We will restore voting disk to another diskgroup using the OCR.
Let’s start …
– Currently, we have 1 voting disk. Let us corrupt it and check if clusterware still continues
– FIND OUT LOCATION OF VOTEDISK
[grid@host01 cssd]$ crsctl query css votedisk
## STATE File Universal Id File Name Disk group
– —– —————– ——— ———
1. ONLINE 00ce3c95c6534f44bfffa645a3430bc3 (ORCL:ASMDISK010) [TEST]
– FIND OUT THE NO. OF DISKS IN test DG (CONTAINING VOTEDISK)
ASMCMD> lsdsk -G test
Path
ORCL:ASMDISK010
– Let us corrupt ASMDISK010
— bs = blocksize = 4096
— count = # of blocks overwritten = 1000000 (~1M)
– total no. of bytes corrupted = 4096 * 1000000
(~4096M = size of one partition)
#dd if=/dev/zero of=/dev/oracleasm/disks/ASMDISK010 bs=4096 count=1000000
Here, I was expecting clusterware to stop as the only voting disk was not available but surprisingly clusterware kept running. I even waited for quite some time but to no avail. I would be glad if someone can give more input on this.
Finally, I stopped clusterware and tried to restart it. It was not able to restart.
– Reboot all the nodes and note that cluster ware does not start as voting disk is not accessible.
#crsctl stat res -t
– Now since voting disk can’t be restored back to test diskgroup as disk in test has been corrupted,
we will create another diskgroup votedg where we will restore voting disk.
RECOVER VOTING DISK
– To move voting disk to votedg diskgroup, ASM instance should be up and for ASM
instance to be up, CRS should be up.
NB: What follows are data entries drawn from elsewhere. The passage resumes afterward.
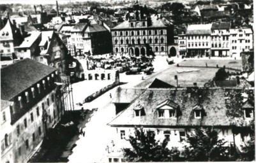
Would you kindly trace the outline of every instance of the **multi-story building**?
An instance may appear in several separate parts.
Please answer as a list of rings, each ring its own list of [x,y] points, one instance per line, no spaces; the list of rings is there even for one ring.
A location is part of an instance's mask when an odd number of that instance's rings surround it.
[[[67,36],[67,47],[72,55],[102,55],[112,52],[111,36],[109,31],[98,24],[88,20],[77,24],[63,25],[59,33]],[[104,39],[102,39],[104,38]]]
[[[173,43],[172,25],[158,15],[151,17],[138,4],[126,17],[128,20],[111,29],[115,53],[136,57],[168,54],[169,45]]]
[[[188,57],[208,56],[211,48],[211,24],[188,26],[186,31]]]
[[[230,108],[230,104],[236,99],[230,99],[230,96],[241,96],[242,92],[251,97],[242,106],[237,103],[237,109]],[[127,101],[127,96],[132,99]],[[254,119],[253,89],[190,87],[131,91],[120,89],[115,98],[116,106],[128,103],[109,124],[114,129],[112,143],[120,148],[132,148],[128,141],[129,136],[133,135],[135,127],[141,126],[154,132],[156,140],[170,141],[167,148],[177,147],[181,150],[188,145],[186,134],[200,127],[213,126],[218,132],[219,139],[228,142],[226,145],[232,145],[238,149],[250,139],[242,130],[248,129]],[[112,155],[111,151],[116,153]],[[116,148],[109,149],[109,159],[115,158],[121,151]]]
[[[186,57],[211,55],[238,59],[241,58],[241,52],[252,50],[252,29],[232,29],[230,22],[189,25],[185,34],[179,34],[179,51]]]
[[[1,162],[14,162],[10,112],[10,108],[13,105],[13,102],[1,100]]]
[[[64,106],[61,86],[54,83],[59,78],[56,69],[30,59],[1,69],[1,100],[13,103],[10,162],[27,162],[49,129],[60,120]]]
[[[213,23],[211,34],[211,56],[230,56],[230,22]]]
[[[253,32],[251,28],[230,29],[230,54],[240,58],[241,52],[248,52],[253,48]]]

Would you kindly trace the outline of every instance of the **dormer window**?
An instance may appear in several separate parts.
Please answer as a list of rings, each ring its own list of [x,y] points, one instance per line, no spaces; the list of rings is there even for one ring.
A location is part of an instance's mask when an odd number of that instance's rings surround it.
[[[29,93],[27,92],[25,92],[25,96],[26,96],[26,98],[27,99],[27,103],[29,102]]]
[[[133,110],[135,117],[140,117],[146,115],[144,108],[140,104],[134,107]]]
[[[156,106],[158,118],[176,118],[181,113],[179,106],[173,101],[167,99]]]
[[[22,108],[23,105],[22,105],[22,99],[21,96],[19,96],[18,101],[20,103],[20,108]]]
[[[38,89],[38,94],[40,94],[40,83],[37,84],[37,88]]]
[[[196,104],[193,108],[193,110],[194,112],[195,118],[199,119],[202,118],[203,115],[206,115],[204,108],[200,104]]]

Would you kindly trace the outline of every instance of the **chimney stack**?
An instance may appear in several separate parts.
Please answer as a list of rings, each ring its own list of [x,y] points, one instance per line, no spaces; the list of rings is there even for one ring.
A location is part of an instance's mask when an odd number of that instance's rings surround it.
[[[35,5],[34,5],[34,14],[36,14],[36,7]]]
[[[40,7],[41,7],[41,13],[42,13],[43,11],[43,6],[41,6],[41,4],[40,4]]]
[[[59,17],[59,5],[58,5],[58,1],[56,1],[56,8],[57,8],[57,17]]]

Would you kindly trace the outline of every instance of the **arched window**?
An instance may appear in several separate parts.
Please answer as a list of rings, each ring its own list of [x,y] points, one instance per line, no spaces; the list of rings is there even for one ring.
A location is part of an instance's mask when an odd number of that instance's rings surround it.
[[[158,43],[158,39],[157,38],[156,38],[154,39],[154,43]]]
[[[4,143],[6,146],[9,145],[9,138],[7,134],[4,135]]]
[[[147,39],[145,38],[143,39],[143,43],[147,43]]]
[[[139,45],[140,44],[140,38],[138,38],[138,39],[137,40],[137,43],[138,43]]]
[[[149,43],[152,43],[152,38],[149,38]]]
[[[161,43],[163,43],[163,41],[165,41],[165,39],[163,38],[161,38]]]

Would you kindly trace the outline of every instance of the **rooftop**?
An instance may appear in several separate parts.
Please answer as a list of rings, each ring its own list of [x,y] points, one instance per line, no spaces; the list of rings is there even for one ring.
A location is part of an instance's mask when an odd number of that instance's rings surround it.
[[[243,121],[243,116],[234,117],[227,113],[229,109],[226,106],[225,91],[224,89],[220,88],[199,88],[197,92],[188,93],[186,89],[149,89],[139,96],[126,109],[117,114],[109,125],[169,127],[238,125],[237,121]],[[166,100],[177,105],[181,114],[177,118],[158,118],[157,106]],[[138,105],[144,108],[144,116],[135,116],[133,108]],[[201,106],[205,112],[205,115],[201,118],[194,117],[193,110],[197,105]],[[248,124],[244,123],[243,125]]]
[[[1,68],[1,99],[11,100],[55,71],[54,67],[30,59],[25,59]]]

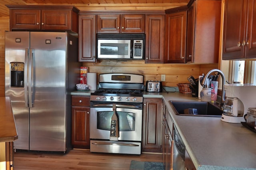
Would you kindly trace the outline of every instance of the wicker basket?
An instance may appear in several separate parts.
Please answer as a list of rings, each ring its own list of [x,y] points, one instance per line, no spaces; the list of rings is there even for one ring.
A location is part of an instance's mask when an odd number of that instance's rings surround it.
[[[179,88],[179,91],[180,93],[185,94],[191,94],[192,93],[192,91],[189,88],[189,84],[178,83],[177,85]]]

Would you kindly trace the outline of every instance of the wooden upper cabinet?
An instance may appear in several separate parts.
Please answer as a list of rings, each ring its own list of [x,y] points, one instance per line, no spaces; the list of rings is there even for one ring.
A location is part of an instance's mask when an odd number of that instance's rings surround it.
[[[220,51],[221,1],[200,0],[195,1],[194,3],[194,42],[190,43],[194,43],[192,61],[196,63],[218,63]]]
[[[144,14],[123,14],[121,23],[121,33],[145,33]]]
[[[42,29],[71,29],[71,10],[42,10],[41,12]]]
[[[99,14],[97,33],[144,33],[144,14]]]
[[[79,15],[78,61],[96,61],[96,15]]]
[[[191,1],[166,10],[165,63],[218,62],[221,1]]]
[[[41,12],[38,10],[14,9],[10,15],[10,30],[41,29]]]
[[[10,30],[78,32],[78,10],[72,6],[7,5]]]
[[[187,11],[166,16],[165,63],[184,63]]]
[[[164,63],[165,20],[165,15],[146,15],[146,63]]]
[[[224,60],[256,58],[254,1],[225,1],[222,47]]]
[[[193,3],[188,8],[187,13],[187,39],[186,45],[186,63],[193,63],[195,33],[195,12],[196,6]]]

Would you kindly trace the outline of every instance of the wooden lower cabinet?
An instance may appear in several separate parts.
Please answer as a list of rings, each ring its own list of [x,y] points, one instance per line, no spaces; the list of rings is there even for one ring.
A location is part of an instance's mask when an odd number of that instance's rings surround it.
[[[72,96],[71,143],[74,148],[90,149],[90,97]]]
[[[162,99],[144,98],[142,152],[162,152]]]

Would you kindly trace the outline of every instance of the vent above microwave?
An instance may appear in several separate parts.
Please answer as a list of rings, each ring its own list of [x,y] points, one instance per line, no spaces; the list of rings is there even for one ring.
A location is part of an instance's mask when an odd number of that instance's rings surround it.
[[[145,34],[129,34],[129,33],[98,33],[97,34],[98,39],[145,39]]]

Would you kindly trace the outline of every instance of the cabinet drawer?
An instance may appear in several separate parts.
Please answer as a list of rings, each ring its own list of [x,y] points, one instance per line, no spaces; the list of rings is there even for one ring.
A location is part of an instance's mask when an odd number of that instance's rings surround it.
[[[90,106],[90,97],[72,96],[72,106]]]

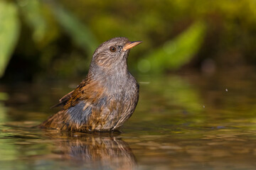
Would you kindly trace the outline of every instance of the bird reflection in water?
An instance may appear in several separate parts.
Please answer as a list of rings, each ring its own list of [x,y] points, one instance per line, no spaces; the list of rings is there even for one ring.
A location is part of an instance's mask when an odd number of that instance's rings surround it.
[[[136,159],[128,144],[118,135],[47,131],[54,144],[52,152],[75,166],[104,169],[134,169]]]

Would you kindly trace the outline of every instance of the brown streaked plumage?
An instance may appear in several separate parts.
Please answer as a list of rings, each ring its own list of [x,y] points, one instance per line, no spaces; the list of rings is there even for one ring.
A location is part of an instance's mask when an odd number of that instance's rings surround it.
[[[39,127],[80,132],[119,128],[138,102],[139,85],[128,71],[127,61],[129,50],[141,42],[114,38],[100,45],[85,79],[54,106],[63,106],[63,110]]]

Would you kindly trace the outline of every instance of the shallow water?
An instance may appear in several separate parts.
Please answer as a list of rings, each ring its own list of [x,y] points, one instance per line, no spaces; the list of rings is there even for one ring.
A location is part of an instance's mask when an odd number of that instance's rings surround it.
[[[255,169],[255,73],[140,76],[139,102],[121,134],[31,128],[80,80],[2,84],[1,169]]]

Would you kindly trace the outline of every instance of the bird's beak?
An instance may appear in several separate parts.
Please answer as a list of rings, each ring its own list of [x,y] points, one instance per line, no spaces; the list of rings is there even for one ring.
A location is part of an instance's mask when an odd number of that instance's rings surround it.
[[[124,45],[124,47],[123,47],[123,51],[126,51],[129,49],[132,48],[133,47],[139,45],[140,43],[142,43],[142,41],[132,41],[132,42],[129,42],[128,43],[127,43],[126,45]]]

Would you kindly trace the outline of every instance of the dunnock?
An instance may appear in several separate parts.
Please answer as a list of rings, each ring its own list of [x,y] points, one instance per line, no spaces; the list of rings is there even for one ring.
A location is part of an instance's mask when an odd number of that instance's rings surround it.
[[[114,38],[94,52],[89,72],[78,87],[55,106],[63,110],[39,127],[80,132],[117,130],[131,117],[139,85],[127,69],[129,50],[142,41]]]

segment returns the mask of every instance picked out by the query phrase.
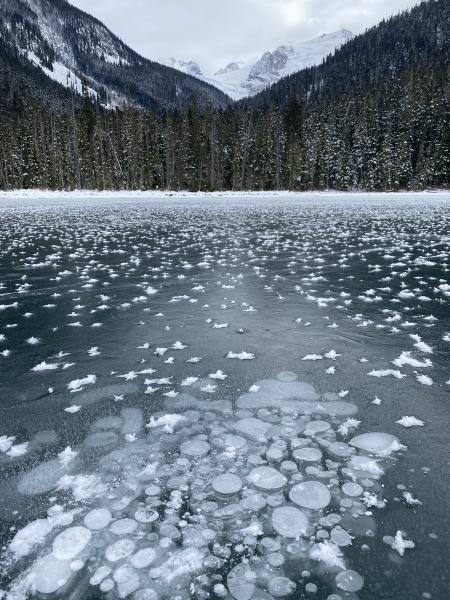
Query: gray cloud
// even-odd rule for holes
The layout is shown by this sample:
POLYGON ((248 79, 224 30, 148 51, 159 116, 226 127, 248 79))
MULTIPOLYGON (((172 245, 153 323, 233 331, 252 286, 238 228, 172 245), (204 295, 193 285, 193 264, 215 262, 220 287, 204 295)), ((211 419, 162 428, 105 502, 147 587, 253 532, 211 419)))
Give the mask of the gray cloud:
POLYGON ((71 0, 148 58, 214 70, 340 28, 360 33, 418 0, 71 0))

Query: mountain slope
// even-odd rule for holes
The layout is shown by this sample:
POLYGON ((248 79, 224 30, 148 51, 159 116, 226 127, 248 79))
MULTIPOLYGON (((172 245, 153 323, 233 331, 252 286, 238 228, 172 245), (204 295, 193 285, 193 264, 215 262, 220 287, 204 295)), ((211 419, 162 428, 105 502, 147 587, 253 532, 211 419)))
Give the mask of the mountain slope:
POLYGON ((170 58, 160 62, 211 83, 234 100, 240 100, 258 94, 287 75, 319 65, 353 37, 350 31, 340 29, 306 42, 290 42, 265 52, 256 62, 233 62, 214 74, 204 73, 193 61, 170 58))
POLYGON ((322 65, 292 74, 243 104, 283 108, 293 94, 309 104, 330 102, 368 86, 395 85, 411 69, 445 72, 449 63, 450 2, 427 0, 358 35, 322 65))
POLYGON ((185 108, 193 98, 200 106, 230 103, 206 82, 142 58, 66 0, 2 0, 0 42, 56 82, 88 89, 108 106, 161 112, 185 108))

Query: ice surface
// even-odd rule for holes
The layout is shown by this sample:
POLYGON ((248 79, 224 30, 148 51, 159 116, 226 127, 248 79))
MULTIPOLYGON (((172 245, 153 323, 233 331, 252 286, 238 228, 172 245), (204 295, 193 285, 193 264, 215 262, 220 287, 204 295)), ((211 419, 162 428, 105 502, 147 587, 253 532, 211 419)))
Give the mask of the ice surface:
POLYGON ((382 456, 392 448, 392 445, 399 443, 395 435, 390 433, 363 433, 352 438, 349 442, 351 446, 365 450, 370 454, 382 456))
POLYGON ((64 587, 72 575, 69 561, 48 554, 35 563, 30 580, 32 588, 39 594, 53 594, 64 587))
POLYGON ((256 488, 266 492, 278 492, 287 483, 287 479, 272 467, 256 467, 248 475, 248 480, 256 488))
POLYGON ((53 541, 53 555, 61 561, 72 560, 89 544, 92 533, 86 527, 69 527, 53 541))
POLYGON ((306 535, 308 519, 293 506, 280 506, 272 513, 272 526, 282 537, 297 539, 306 535))
POLYGON ((448 200, 77 197, 0 202, 8 600, 439 597, 448 200))
POLYGON ((322 510, 331 502, 330 490, 319 481, 305 481, 291 488, 289 498, 301 508, 322 510))

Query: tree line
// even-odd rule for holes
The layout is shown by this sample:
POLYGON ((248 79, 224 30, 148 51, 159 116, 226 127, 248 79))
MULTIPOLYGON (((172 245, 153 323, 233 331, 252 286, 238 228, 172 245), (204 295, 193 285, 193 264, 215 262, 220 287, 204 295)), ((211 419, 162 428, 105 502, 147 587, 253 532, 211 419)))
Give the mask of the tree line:
POLYGON ((0 61, 0 188, 447 187, 449 7, 425 2, 225 109, 111 110, 86 90, 45 100, 0 61))

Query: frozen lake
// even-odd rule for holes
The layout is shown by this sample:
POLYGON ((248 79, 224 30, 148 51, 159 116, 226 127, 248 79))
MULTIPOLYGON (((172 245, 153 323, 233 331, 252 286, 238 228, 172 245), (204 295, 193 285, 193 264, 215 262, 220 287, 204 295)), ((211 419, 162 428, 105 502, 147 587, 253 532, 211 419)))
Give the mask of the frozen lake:
POLYGON ((9 194, 0 242, 0 598, 448 598, 450 194, 9 194))

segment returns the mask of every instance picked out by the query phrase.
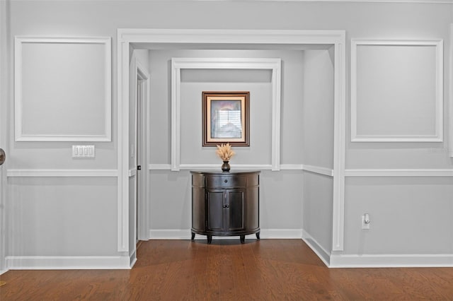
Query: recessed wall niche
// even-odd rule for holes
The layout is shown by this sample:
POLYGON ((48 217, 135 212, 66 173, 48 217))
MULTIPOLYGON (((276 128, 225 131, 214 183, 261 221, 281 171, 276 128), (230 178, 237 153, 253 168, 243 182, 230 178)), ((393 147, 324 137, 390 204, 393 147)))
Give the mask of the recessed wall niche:
POLYGON ((110 37, 16 37, 16 141, 111 141, 110 52, 110 37))
POLYGON ((443 139, 442 41, 355 40, 351 141, 443 139))

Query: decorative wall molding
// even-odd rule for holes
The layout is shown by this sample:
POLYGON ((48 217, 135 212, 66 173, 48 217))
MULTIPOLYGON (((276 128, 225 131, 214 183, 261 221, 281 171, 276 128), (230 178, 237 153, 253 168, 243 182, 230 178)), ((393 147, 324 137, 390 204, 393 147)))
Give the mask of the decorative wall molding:
POLYGON ((9 270, 130 269, 135 261, 120 256, 8 256, 9 270))
MULTIPOLYGON (((180 165, 180 170, 218 170, 219 169, 219 164, 181 164, 180 165)), ((272 165, 266 164, 234 164, 233 167, 234 170, 273 170, 272 165)), ((171 165, 170 164, 149 164, 148 165, 148 170, 171 170, 171 165)), ((324 175, 328 177, 333 177, 333 170, 319 166, 306 165, 302 164, 282 164, 280 165, 280 171, 282 170, 304 170, 319 175, 324 175)))
MULTIPOLYGON (((93 52, 93 56, 96 54, 93 52)), ((86 57, 81 59, 86 60, 86 57)), ((111 141, 111 38, 105 37, 15 37, 14 48, 14 106, 15 106, 15 133, 16 141, 111 141), (23 110, 24 102, 23 93, 23 75, 27 70, 23 70, 23 47, 25 45, 101 45, 103 47, 103 78, 97 83, 100 90, 104 95, 104 99, 101 100, 103 105, 103 133, 101 134, 55 134, 52 133, 42 132, 39 134, 30 134, 24 132, 23 129, 23 110)), ((53 66, 55 68, 55 66, 53 66)), ((71 74, 71 71, 67 71, 71 74)), ((45 87, 43 87, 43 88, 45 87)), ((81 120, 84 120, 84 116, 81 116, 81 120)))
MULTIPOLYGON (((453 1, 453 0, 452 0, 453 1)), ((449 156, 453 158, 453 24, 450 25, 450 53, 449 53, 449 156)))
POLYGON ((346 170, 346 177, 453 177, 453 170, 346 170))
POLYGON ((328 177, 333 177, 333 170, 330 168, 321 167, 319 166, 302 165, 302 170, 314 172, 319 175, 323 175, 328 177))
MULTIPOLYGON (((150 240, 190 240, 190 229, 161 229, 149 230, 150 240)), ((246 237, 256 238, 255 235, 246 235, 246 237)), ((262 239, 301 239, 302 229, 260 229, 260 237, 262 239)), ((205 235, 196 235, 195 239, 206 238, 205 235)), ((236 236, 215 236, 215 240, 234 240, 236 236)))
MULTIPOLYGON (((66 0, 68 1, 68 0, 66 0)), ((161 1, 161 0, 149 0, 161 1)), ((180 0, 167 0, 180 1, 180 0)), ((236 2, 237 0, 183 0, 188 2, 215 1, 215 2, 236 2)), ((413 3, 426 4, 451 4, 453 0, 241 0, 243 2, 346 2, 346 3, 413 3)))
POLYGON ((270 69, 272 71, 272 169, 280 169, 280 59, 173 58, 171 59, 171 170, 180 168, 181 69, 270 69))
POLYGON ((149 170, 171 170, 171 164, 149 164, 149 170))
POLYGON ((8 170, 8 177, 117 177, 117 170, 8 170))
POLYGON ((453 267, 453 254, 336 254, 329 268, 453 267))
MULTIPOLYGON (((371 49, 371 48, 370 48, 371 49)), ((404 54, 398 54, 398 55, 403 55, 404 54)), ((420 56, 420 53, 415 53, 415 55, 420 56)), ((420 58, 414 59, 414 61, 421 61, 420 58)), ((367 64, 369 64, 368 58, 367 64)), ((416 73, 420 76, 420 74, 416 73)), ((363 76, 361 77, 363 80, 363 76)), ((416 85, 416 83, 415 83, 416 85)), ((385 90, 386 87, 381 87, 381 90, 385 90)), ((420 93, 421 94, 421 93, 420 93)), ((431 97, 428 98, 428 100, 431 97)), ((411 107, 408 107, 407 112, 413 111, 416 107, 415 102, 411 102, 411 107)), ((418 109, 423 110, 423 108, 418 109)), ((379 114, 379 108, 374 111, 374 114, 379 114)), ((402 118, 402 117, 401 117, 402 118)), ((379 120, 385 121, 387 119, 385 116, 379 118, 379 120)), ((401 124, 405 122, 402 119, 401 124)), ((376 126, 377 127, 377 126, 376 126)), ((442 142, 443 141, 443 41, 442 40, 351 40, 351 141, 379 141, 379 142, 401 142, 401 141, 414 141, 414 142, 442 142), (432 134, 420 133, 420 134, 401 134, 398 133, 395 135, 389 135, 382 132, 379 134, 359 134, 357 124, 359 112, 359 102, 360 101, 357 97, 357 66, 361 64, 358 61, 359 55, 357 48, 360 47, 413 47, 415 49, 425 49, 426 47, 433 47, 435 49, 435 57, 427 57, 427 60, 435 61, 435 87, 434 95, 432 98, 435 100, 435 112, 434 116, 426 116, 424 119, 432 118, 434 120, 435 129, 432 134)))

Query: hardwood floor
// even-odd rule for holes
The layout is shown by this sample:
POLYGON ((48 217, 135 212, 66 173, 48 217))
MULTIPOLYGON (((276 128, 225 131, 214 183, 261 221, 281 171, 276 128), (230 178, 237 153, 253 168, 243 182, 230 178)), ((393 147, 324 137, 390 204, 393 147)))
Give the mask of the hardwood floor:
POLYGON ((453 268, 328 268, 300 240, 151 240, 132 270, 9 271, 0 300, 453 300, 453 268))

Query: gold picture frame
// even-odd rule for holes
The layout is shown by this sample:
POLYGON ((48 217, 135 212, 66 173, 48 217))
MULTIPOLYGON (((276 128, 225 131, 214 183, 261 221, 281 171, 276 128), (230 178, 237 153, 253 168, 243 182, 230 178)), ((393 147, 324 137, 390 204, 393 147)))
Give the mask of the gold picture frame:
POLYGON ((250 146, 250 92, 203 91, 203 146, 250 146))

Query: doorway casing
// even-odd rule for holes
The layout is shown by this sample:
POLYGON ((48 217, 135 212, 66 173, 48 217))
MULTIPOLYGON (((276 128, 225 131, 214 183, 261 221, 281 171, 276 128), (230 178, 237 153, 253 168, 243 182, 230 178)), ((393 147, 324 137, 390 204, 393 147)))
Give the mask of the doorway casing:
MULTIPOLYGON (((345 33, 344 30, 117 30, 117 247, 129 250, 129 59, 132 43, 156 47, 185 45, 304 45, 334 47, 333 199, 332 251, 343 251, 344 233, 345 143, 345 33)), ((145 172, 145 171, 144 171, 145 172)))

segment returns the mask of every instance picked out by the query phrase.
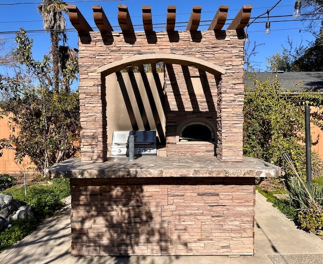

Hence we will
– stop crs on all the nodes
– start crs in exclusive mode on one of the nodes (host01)
– start asm instance on host01 using pfile (since spfile of ASM instance is on ASM)
– create a new diskgroup votedg
– move voting disk to votedg diskgroup
– stop crs on host01(was running in exclusive mode)
– restart crs on host01
– start crs on rest of the nodes
– start cluster on all the nodes
– IMPLEMENTATION –
- stop crs on all the nodes(if it does not stop, kill ohasd process and retry)
root@hostn# crsctl stop crs -f
– start crs in exclusive mode on one of the nodes (host01)
root@host01# crsctl start crs -excl
– start asm instance on host01 using pfile
grid@host01$ echo INSTANCE_TYPE=ASM >> /u01/app/oracle/init+ASM1.ora chown grid:oinstall /u01/app/oracle/init+ASM1.ora SQL>startup pfile='/u01/app/oracle/init+ASM1.ora';
- create a new diskgroup votedg
– move voting disk to data diskgroup – voting disk is automaticaly recovered using latest available backup of OCR.
root@host01#crsctl replace votedisk +votedg
– stop crs on host01(was running in exclusive mode)
root@host01#crsctl stop crs
– restart crs on host01
root@host01#crsctl start crs
– start crs on rest of the nodes (if it does not start, kill ohasd process and retry)
root@host02#crsctl start crs root@host03#crsctl start crs
– start cluster on all the nodes and check that it is running
root@host01#crsctl start cluster -all crsctl stat res -t
I hope this post was useful.
Regards
————————————————————————————————
——————–
What an Excellent Blog Writing,you are just Outstanding in the explanantion… and thanks a lot for your writings…
Hi Sitaram,
Thanks for your time and feedback!
regards
Anju
Here, I was expecting clusterware to stop as the only voting disk was not available but surprisingly clusterware kept running. I even waited for quite some time but to no avail. I would be glad if someone can give more input on this.
^^
Here I recollect there is some caching concept / mechanism ; And unless the cache gets updated the information doesnt reflect immediate
In my opinion, the clusterware continued because, ocssd just keeps on overwriting and reading the corrupted blocks every second. The blocks are still accessible. When I manually restarted the cluster, it could not locate the voting disk since header of the ASM disk had been corrupted.
what do you think?
regards
Anju
you have mentioned that voting disk is automaticaly recovered using latest available backup of OCR. But in the command you have not mentioned ocr backup file.How is it going to recognize ocr backup file location.
Information about OCR backups is stored in OCR . It is read automatically from OCR .
Hope it helps
Regards
Anju Garg
A very well written article which explains very objectively recovery of voting disk scenario
Thanks for your time and feedback.
Your comments and suggestions are always welcome.
regards
Anju Garg